Entre le mendiant auquel il ne faut pour exister

que du pain et des haillons, et le prince qui consomme chaque jour un capital suffisant pour faire vivre à l'aise et à perpétuité une modeste famille, il existe un grand nombre de classes intermédiaires; chacune de ces classes a des habitudes et des besoins particuliers, et considère comme nécessaires à sa conservation toutes les choses dont il lui serait imposssible de s'abstenir sans descendre dans un un rang inférieur.

Cette manière de juger ou de sentir n'est point particulière à une nation ou à une race; on l'observe chez tous les peuples qui ont fait quelques progrès; ce sentiment semble même se fortifier à mesure que la civilisation se développe de plus en plus. Il y a plus de honte à déchoir de son rang chez une nation qui prospère et qui jouit de toutes les garanties sociales, que chez une nation qui rétrograde vers la barbarie.

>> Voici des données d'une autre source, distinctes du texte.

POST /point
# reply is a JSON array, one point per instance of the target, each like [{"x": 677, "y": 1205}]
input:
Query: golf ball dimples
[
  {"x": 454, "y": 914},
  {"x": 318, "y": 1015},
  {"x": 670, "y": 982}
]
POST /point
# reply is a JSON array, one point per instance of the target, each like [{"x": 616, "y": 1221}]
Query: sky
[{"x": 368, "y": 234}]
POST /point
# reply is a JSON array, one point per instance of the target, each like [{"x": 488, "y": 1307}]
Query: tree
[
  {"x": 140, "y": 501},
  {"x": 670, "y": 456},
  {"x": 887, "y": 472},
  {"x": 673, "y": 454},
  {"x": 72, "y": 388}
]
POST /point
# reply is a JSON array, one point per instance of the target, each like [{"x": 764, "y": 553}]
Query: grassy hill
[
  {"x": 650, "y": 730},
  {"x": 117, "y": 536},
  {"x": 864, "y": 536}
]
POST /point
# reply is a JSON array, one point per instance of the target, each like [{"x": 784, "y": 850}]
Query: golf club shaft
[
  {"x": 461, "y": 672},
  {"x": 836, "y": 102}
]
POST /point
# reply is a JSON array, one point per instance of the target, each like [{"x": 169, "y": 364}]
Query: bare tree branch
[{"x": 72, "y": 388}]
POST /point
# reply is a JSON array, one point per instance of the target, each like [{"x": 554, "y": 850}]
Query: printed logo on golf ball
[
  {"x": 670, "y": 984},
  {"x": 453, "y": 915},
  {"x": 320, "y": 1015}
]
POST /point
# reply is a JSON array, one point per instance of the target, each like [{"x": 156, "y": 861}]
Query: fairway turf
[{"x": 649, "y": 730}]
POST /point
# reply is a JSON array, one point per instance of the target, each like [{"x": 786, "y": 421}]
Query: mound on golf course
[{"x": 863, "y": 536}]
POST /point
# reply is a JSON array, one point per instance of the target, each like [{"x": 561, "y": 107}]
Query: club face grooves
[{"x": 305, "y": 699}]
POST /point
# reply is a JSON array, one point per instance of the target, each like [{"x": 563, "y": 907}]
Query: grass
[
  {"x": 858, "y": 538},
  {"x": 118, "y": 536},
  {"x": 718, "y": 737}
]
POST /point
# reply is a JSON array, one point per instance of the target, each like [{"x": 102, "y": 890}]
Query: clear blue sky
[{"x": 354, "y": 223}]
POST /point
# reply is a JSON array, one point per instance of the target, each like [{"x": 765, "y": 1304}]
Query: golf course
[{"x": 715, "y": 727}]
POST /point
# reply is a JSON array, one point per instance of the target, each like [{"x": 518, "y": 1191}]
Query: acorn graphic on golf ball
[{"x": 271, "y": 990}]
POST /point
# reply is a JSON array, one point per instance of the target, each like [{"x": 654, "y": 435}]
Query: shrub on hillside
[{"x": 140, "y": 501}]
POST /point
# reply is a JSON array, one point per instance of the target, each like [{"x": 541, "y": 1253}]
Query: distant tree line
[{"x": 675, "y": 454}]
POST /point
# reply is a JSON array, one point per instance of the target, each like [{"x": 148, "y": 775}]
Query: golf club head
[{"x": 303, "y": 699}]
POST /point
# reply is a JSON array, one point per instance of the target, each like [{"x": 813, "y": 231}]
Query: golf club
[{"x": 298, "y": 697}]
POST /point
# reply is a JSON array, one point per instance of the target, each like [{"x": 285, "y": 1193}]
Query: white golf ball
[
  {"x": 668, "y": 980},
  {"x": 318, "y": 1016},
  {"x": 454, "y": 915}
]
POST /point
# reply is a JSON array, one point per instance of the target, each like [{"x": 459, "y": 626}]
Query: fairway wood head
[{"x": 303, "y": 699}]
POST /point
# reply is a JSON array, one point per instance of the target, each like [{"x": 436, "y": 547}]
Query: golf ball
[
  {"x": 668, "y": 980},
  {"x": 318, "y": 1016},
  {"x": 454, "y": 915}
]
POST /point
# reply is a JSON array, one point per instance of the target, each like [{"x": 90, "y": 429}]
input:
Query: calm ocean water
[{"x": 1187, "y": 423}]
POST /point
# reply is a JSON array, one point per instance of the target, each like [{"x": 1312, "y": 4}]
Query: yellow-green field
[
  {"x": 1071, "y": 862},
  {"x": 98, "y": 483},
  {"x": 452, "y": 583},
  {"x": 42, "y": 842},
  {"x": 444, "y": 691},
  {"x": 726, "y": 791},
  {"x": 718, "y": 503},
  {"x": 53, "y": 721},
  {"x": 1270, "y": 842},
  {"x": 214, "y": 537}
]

Il suit de là qu'en général, l'accroissement de la population, qui a lieu dans chacune des classes de la société, est en raison de l'augmentation des moyens d'existence exigés par ses habitudes et ses besoins particuliers. Si, par exemple, telles familles ne peuvent conserver leur rang ou leur position, qu'en dépensant annuellement une valeur de 6,000 francs, il faudra, pour que cette classe de la population s'accroisse d'une famille, qu'il se forme un revenu suffisant pour la faire vivre.